Recruit Responsibly?

Today I read that Heineken (the beer company) was doing a big Facebook campaign to “drink responsibly.”

Here’s a company that sells alcohol, running a campaign to educate
people not to drink too much. Nice. They’re showing
some restraint. It’s obviously good for business.

How about recruiters who sell the big income dream?
Money is as addictive as alcohol isn’t it?  Are we selling it responsibly?

Like alcohol, there is a risk to start MLM. A person has to lay out money,
major effort, and test their friendships to do this business. Success is
not guaranteed, as 95% of those who bought in discovered

Yet folks are trained to recruit everyone and sell the dream as if it’s
as simple as signing up and handing over that first check.

Yes, selling the dream like that brings the companies and recruiters
fast income. But are we doing the other people right?

Should we be more transparent with that initial sales pitch?

What would it look like to ‘recruit responsibly’?




About the author

Kim Klaver


  • What would it look like to ‘recruit responsibly’?

    Fantastic question, Kim. Your training is exemplary and helping me to do it right.

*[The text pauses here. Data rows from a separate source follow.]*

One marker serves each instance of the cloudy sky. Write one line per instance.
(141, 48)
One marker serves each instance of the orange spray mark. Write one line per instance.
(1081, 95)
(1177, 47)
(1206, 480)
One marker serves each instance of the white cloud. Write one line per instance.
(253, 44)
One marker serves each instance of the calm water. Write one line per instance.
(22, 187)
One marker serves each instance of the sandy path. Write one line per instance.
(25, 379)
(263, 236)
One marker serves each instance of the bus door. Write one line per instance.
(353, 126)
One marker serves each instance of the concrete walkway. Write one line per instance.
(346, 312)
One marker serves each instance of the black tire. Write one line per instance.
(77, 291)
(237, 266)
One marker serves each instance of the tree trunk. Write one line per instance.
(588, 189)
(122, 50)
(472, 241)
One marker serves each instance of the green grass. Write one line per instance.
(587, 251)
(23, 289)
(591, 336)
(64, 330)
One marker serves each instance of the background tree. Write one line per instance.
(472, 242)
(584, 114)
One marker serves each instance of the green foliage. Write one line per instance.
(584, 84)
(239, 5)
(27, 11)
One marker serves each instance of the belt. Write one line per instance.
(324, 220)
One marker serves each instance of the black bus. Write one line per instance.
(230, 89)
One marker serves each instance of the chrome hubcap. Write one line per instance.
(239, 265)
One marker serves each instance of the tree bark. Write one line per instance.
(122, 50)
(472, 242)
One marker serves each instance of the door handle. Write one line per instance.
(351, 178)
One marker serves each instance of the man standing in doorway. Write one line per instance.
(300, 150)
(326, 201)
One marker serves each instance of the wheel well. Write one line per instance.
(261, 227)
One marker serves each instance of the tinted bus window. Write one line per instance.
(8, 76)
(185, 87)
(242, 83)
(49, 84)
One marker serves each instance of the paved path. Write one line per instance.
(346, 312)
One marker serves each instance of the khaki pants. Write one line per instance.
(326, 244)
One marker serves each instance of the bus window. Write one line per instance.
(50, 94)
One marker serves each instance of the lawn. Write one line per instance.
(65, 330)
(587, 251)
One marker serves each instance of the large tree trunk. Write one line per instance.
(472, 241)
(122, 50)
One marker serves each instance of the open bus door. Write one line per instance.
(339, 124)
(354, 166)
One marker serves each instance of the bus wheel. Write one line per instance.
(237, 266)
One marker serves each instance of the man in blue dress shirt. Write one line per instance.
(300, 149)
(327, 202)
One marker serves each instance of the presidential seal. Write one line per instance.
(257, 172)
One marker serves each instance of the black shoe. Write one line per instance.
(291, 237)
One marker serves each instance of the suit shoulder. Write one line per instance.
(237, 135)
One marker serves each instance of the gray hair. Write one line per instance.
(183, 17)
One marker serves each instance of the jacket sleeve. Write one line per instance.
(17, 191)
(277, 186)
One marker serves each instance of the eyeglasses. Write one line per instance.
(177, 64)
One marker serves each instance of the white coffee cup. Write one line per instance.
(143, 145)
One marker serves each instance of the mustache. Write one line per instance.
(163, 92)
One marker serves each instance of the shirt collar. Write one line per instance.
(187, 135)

  • wow, I love this. it just confirms what I have been thinking. starting your own business is hard work and “get rich quick” schemes just don’t work and should not because they are not sustainable and they don’t allow for personal growth which can take a long time

  • Getting pitched with “We’ll do all the work” annoys me because, as you know, that is not true. I ‘err’ on the conservative side. I tell them (customers) that I would not be doing my full job if I didn’t explain how, as customers, they can earn a ‘commission’ – and how, if they wish, they could earn a healthy 3 figure income part time or even a VERY healthy 6 digit income annually full time. I remind them that ‘doing the business’ is not a condition of sale.

    Those who want to do the business I let them see the whole picture – reminding them that the middle of the word network marketing is ‘work’ and that I/we can support them and help them but they must work, too. And then I go from there with training. I guarantee them the bonuses that are available if they meet certain criteria (4 buyers for the first $ monthly bonus) but to not guarantee any specific income – just let them know what is available.

    ~ Peggy Bendell
    Peggy from Porcupine

  • I am a firm believer in recruiting for growth. I would dare to say the recruiting is the lifeblood of most businesses. Everyone wants to sell a good product, everyone wants everyone else to buy their good product, but to recruit irresponsibly is suicide! Duplication of yourself (if you are a go getter) is key and it takes time. Great post!

  • I have really enjoyed learn from you Kim. So many questions I have had for sometime have been answered since coming into indirect contact with you. WOW! What a pivot you are. Thanks!

  • After banging my head against the wall trying to sell the dream like my upline kept insisting was the only way. I tried my best! sure I got a few sign-ups but they vanish before the 90 day was over! Luckily I had a dusty copy of Kim’s “Orange” book, and I blew the dust off the cover and proceeded to read. Boy, was I surprised to my amazement! KIM was correct all along, it has been much EASIER approaching, friends, and strangers with the NON-SALEPERSON, Get Rich Quick approach, and using her suggestions of just offering them the products in a simple non-mumbo jumbo psycho-babble talk. GUESS WHAT? Yup… it works! NO HYPE, NO Flashy videos, NO fancy slick brochures… Kim I can’t thank you enough!
    Sincerely, Coach Joe

  • Ms Stud:

    How about selling the dream and telling them what they need to do to make the dream reality? It is like someone wanting to go to Harvard. Why not encouraged them and at the same time tell them what are the criteria to get into it.

    • Good idea. So now, how could you tell them to get their dream without making all those silly promises? There’s a way, you know it?

    • Mark,

      You write, “Which is approximately the same percentage of failure in most businesses.”
      While that might be true, does that mean we should not make a supreme effort to change it?
      When something’s as broken as the MLM image around the world, why not focus on changing
      it by qualifying folks better like top companies (Apple or Google) do?

      • I apologize. My post didn’t come through correctly. I wasn’t being critical, just merely pointing out that the failure rate is virtually identical.

        I agree with you that we need to lower the failure rate. Thoroughly qualifying a recruit is a great start. I would add that an ethical presentation of the business which addresses the time, labor as well as the learning curve which are involved.

        My point was this: When recruiting and someone argues that MLM’s typically have a high rate of failure, you’re counter can be “Sure they do, but the failure rate of MLM businesses is no higher than the failure rate of any other business. And just like MLM businesses which fail, traditional businesses often fail due to lack of owner dedication, inadequate training and unreasonably high expectations (quick/easy money).”

        By the way, I purchased your iPhone/iPod training sessions. Good stuff. I’m already incorporating your suggestions into my repertoire.